One of the most famous disease causing mutations in humans is the deltaF508 mutation in the *CFTR* gene.  This is the most common mutation among people with Cystic Fibrosis.  This mutation occurs in the gene fragment shown below and corresponds to the deletion of 3 consecutive bases, starting at base 129 (using 1-based indexing).  The code below shows how to generate the sequence corresponding to the mutation.

We will now examine how the deltaF508 mutation impacts the resulting amino acid sequence of the encoded protein.  Here is the sequence of the CFTR gene fragment:

In [7]:
cftr_gene_fragment = ("ACTTCACTTCTAATGGTGATTATGGGAGAACTGGAGCCTTCAGAGGGTAA"
                      "AATTAAGCACAGTGGAAGAATTTCATTCTGTTCTCAGTTTTCCTGGATTA"
                      "TGCCTGGCACCATTAAAGAAAATATCATCTTTGGTGTTTCCTATGATGAA"
                      "TATAGATACAGAAGCGTCATCAAAGCATGCCAACTAGAAGAG")
print(cftr_gene_fragment)
print(translate(transcribe(cftr_gene_fragment)))

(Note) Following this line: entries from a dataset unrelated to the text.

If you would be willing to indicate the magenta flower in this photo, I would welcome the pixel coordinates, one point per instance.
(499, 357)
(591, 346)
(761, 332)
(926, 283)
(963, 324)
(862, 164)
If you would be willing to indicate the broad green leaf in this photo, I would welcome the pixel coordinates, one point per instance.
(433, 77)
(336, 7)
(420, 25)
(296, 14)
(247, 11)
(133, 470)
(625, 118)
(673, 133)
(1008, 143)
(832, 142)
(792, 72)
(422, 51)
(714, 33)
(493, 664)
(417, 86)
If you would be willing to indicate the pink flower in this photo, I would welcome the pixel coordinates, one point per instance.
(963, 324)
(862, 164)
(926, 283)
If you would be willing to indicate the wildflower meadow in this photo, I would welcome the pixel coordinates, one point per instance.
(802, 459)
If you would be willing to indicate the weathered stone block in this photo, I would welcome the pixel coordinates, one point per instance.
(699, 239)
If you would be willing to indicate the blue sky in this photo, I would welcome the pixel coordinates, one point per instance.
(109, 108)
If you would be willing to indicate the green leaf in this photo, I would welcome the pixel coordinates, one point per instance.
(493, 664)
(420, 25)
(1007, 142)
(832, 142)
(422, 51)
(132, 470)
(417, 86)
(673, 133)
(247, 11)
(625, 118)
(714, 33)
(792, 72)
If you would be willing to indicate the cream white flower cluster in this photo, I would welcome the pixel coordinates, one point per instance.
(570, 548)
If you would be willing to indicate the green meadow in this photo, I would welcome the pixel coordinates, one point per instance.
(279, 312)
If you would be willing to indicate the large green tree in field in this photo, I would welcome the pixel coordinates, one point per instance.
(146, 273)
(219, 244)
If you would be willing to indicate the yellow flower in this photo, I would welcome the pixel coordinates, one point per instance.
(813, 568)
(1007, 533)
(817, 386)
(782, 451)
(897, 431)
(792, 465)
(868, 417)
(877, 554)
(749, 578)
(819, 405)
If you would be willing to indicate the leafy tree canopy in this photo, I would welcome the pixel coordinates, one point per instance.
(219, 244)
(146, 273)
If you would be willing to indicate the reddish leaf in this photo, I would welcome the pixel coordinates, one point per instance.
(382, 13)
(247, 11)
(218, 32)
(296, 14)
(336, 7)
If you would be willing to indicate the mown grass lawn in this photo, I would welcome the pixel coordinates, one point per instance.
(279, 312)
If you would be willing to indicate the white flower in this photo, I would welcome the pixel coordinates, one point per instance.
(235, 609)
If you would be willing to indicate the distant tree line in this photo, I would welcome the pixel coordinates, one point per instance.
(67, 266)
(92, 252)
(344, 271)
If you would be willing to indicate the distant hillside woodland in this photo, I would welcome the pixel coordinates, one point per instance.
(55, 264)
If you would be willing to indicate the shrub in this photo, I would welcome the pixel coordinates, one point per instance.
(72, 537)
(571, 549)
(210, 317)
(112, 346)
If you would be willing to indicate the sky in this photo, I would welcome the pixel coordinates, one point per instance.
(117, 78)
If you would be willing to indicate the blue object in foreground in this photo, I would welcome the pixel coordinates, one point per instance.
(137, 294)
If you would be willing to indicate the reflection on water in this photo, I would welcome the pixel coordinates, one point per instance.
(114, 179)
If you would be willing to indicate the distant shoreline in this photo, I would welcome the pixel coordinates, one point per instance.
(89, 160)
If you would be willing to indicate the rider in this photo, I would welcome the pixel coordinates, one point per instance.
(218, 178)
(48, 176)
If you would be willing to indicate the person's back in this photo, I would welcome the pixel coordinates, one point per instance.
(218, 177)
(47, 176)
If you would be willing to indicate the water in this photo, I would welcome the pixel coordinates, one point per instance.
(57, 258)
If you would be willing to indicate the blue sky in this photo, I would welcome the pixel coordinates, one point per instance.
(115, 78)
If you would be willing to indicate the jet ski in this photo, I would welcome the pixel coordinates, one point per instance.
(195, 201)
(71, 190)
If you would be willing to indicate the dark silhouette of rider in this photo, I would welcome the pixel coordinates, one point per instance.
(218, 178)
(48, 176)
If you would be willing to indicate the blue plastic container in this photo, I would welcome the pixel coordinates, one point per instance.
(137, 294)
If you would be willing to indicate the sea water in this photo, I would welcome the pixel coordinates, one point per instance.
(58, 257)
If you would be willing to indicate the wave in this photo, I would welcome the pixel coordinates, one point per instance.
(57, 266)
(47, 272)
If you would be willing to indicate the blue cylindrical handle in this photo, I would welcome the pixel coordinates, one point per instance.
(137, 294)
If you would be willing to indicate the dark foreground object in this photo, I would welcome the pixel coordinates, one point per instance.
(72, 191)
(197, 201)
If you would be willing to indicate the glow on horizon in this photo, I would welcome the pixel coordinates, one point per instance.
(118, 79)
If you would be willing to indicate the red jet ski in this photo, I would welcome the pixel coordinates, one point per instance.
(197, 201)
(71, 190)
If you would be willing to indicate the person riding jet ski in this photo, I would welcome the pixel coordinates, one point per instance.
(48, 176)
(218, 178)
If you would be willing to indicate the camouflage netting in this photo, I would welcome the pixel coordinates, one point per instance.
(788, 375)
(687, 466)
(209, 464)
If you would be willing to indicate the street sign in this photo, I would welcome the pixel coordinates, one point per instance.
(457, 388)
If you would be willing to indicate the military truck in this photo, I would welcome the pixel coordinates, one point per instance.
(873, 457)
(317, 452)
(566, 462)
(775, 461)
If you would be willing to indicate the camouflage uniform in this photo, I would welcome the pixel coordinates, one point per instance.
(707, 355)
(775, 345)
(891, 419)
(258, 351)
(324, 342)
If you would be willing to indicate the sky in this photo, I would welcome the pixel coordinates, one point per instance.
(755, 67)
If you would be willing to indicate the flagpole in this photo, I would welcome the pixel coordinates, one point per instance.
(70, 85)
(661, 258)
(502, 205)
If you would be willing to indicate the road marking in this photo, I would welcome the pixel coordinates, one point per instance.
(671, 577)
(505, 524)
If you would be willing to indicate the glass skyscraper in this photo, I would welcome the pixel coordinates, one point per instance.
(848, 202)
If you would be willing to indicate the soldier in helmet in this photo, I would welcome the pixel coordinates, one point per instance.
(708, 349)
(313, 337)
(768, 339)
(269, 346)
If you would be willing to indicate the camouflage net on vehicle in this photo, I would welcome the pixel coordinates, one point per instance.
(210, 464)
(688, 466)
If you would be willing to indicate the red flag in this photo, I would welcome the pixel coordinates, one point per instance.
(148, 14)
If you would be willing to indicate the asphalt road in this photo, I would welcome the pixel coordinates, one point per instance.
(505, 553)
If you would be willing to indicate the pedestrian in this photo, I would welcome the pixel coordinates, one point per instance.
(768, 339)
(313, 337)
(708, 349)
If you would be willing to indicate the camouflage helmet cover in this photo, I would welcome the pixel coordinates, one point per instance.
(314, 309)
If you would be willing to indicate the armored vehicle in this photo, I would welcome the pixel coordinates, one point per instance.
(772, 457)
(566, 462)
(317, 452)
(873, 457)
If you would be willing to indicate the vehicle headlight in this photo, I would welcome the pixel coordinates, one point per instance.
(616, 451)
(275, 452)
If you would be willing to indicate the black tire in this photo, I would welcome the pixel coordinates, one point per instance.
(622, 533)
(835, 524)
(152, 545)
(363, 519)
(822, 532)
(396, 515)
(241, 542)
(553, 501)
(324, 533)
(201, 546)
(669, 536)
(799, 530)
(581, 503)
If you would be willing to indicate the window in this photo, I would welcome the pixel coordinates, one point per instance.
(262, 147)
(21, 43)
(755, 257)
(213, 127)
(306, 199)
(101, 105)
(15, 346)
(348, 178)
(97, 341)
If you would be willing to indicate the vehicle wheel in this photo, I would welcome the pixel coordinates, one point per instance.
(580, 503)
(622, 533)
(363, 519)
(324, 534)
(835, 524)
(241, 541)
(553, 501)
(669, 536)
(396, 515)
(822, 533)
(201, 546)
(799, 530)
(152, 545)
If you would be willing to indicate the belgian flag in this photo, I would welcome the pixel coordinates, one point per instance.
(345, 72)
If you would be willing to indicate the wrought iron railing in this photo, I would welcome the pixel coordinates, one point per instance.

ACTTCACTTCTAATGGTGATTATGGGAGAACTGGAGCCTTCAGAGGGTAAAATTAAGCACAGTGGAAGAATTTCATTCTGTTCTCAGTTTTCCTGGATTATGCCTGGCACCATTAAAGAAAATATCATCTTTGGTGTTTCCTATGATGAATATAGATACAGAAGCGTCATCAAAGCATGCCAACTAGAAGAG
*SEDYH*YPLDLGSLPF*FVSPS*SKURVKRU*YGPW*FLL**KPQRILLISMSSQ*FRUVDLL


And here is the sequence of the mutated CFTR gene fragment, which has bases 129, 130, and 131 (1-based coordinates) removed:

In [8]:
deltaf508_fragment = cftr_gene_fragment[:128] + cftr_gene_fragment[131:]
print(deltaf508_fragment)
print(translate(transcribe(deltaf508_fragment)))

ACTTCACTTCTAATGGTGATTATGGGAGAACTGGAGCCTTCAGAGGGTAAAATTAAGCACAGTGGAAGAATTTCATTCTGTTCTCAGTTTTCCTGGATTATGCCTGGCACCATTAAAGAAAATATCATTGGTGTTTCCTATGATGAATATAGATACAGAAGCGTCATCAAAGCATGCCAACTAGAAGAG
*SEDYH*YPLDLGSLPF*FVSPS*SKURVKRU*YGPW*FLL**PQRILLISMSSQ*FRUVDLL


What are the consequences of this mutation on the protein sequence of this gene?
Keep in mind that the first three bases of the fragment are a codon.  **Note that it's possible to answer this simply by considering the coordinates of the mutation and the number of bases removed by the mutation**.  You can then verify your answer using your translation function.

Mutation can cause many issue. In this case it was the deletion of a K and caused everything after the mutation to shift. This can cause major changes to the protein structure. This one is unique in that it deletes a whole codon and does not cause a frame shift. If single point deletion occurs you can get frame shift that can lead to complete changes in the protein structure after the mutation point because the ribosome reads every 3 base pairs at a time.